The Risks and Opportunities of Homeostatic Repopulation

  • Knechtle, Stuart (PI)
  • Barbas, Andrew S. (CoPI)
  • Collins, Bradley H. (CoPI)
  • Kwun, Jean (CoPI)
  • Kirk, Allan (CoPI)
  • Weinhold, K. (CoPI)
  • Luo, Xunrong X (CoPI)

Project Details

Description

ABSTRACT – Overall The NHP kidney transplant model offers unique and important pathways to the improved understanding and implementation of novel therapies for human transplant patients. Being an outbred, large animal model with close genetic similarities to humans allows more accurate modeling of mechanisms and drugs/drug combinations, and virtually all recently approvedimmunosuppressive agents and strategies have beenevaluated in a NHP model.
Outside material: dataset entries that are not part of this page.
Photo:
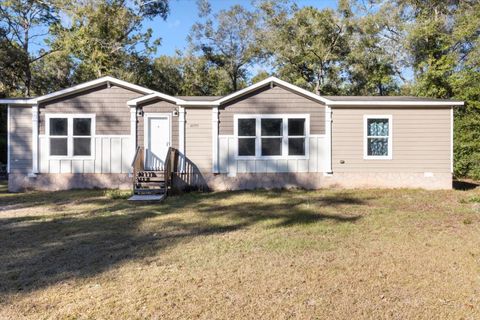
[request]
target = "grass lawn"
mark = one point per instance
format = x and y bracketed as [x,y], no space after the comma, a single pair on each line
[351,254]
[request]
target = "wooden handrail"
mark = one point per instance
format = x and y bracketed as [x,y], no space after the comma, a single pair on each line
[137,163]
[169,167]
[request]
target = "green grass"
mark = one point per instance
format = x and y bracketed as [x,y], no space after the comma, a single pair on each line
[258,254]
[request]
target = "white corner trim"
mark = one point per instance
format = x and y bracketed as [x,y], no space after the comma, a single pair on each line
[328,138]
[181,137]
[268,81]
[9,128]
[215,168]
[451,139]
[34,139]
[366,117]
[133,132]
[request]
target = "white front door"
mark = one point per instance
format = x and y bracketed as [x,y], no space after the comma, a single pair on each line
[158,142]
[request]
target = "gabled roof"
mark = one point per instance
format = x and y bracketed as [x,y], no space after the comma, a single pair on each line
[78,88]
[267,82]
[212,101]
[153,96]
[389,101]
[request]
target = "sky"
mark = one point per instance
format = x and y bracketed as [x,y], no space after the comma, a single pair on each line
[184,13]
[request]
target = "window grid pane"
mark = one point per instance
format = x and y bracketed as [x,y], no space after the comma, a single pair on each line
[58,126]
[296,127]
[272,146]
[378,146]
[82,146]
[272,127]
[272,137]
[246,146]
[82,126]
[246,127]
[296,146]
[377,127]
[58,146]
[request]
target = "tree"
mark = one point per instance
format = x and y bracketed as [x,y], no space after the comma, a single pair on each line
[371,65]
[201,77]
[23,22]
[314,42]
[228,42]
[107,36]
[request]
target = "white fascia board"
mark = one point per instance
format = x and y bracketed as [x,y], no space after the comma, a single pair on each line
[275,81]
[200,103]
[152,96]
[396,103]
[91,84]
[13,102]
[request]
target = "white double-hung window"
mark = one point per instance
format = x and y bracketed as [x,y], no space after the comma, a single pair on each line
[272,136]
[70,135]
[377,137]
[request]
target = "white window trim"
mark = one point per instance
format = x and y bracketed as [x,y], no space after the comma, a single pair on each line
[70,117]
[366,117]
[258,136]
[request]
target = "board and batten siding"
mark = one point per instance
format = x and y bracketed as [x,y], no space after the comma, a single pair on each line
[112,114]
[198,138]
[111,154]
[228,163]
[158,107]
[20,131]
[421,140]
[276,100]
Our group has contributed to these advances substantially for approximately three decades, resulting in over five clinical trials arising from our NHP research. Now we propose to focus on novel strategies to promote donor-specific tolerance, to further develop our understanding of the interrelationship between CMV infection and alloimmunity, and to advance our strategies for addressing the T and B cell response to alloantigens. We have developed a collaboration that allows us to interrogate the T cell and B cell receptor repertoire of macaques and their changes in response to immune interventions. This novel tool will greatly enhance our ability to measure the impact of therapies at the cellular level in rhesus monkeys. In addition, we have pioneered methodologies to assess the immune response within lymph nodes of rhesus monkeys and measure germinal center changes and changes of T follicular helper cells as a means of better understanding the B cell response to allotransplantation. We plan to use our collective experience in rhesus monkey kidney transplantation and biology to evaluate therapies that are translatable to human kidney transplantation and will also use mechanistic assays that can be performed in humans. In addition to the translational benefits of the proposed work such as donor-specific regulatory T cell augmentation, we expect to gain fundamental new insights into B cell memory durability and the breadth of T and B cell repertoires to alloantigens and how these change with therapy and during rejection or infection. Our proposal involves many academic and industry collaborations that are ongoing as attested by letters of support. We will continue to train individuals who plan careers in transplant medicine, surgery, and immunology such that they will be prepared to lead the future of our field. The impact of this proposal has broad implications that may benefit U.S. citizens affected by end stage renal failure or by immune-mediated illnesses or infections.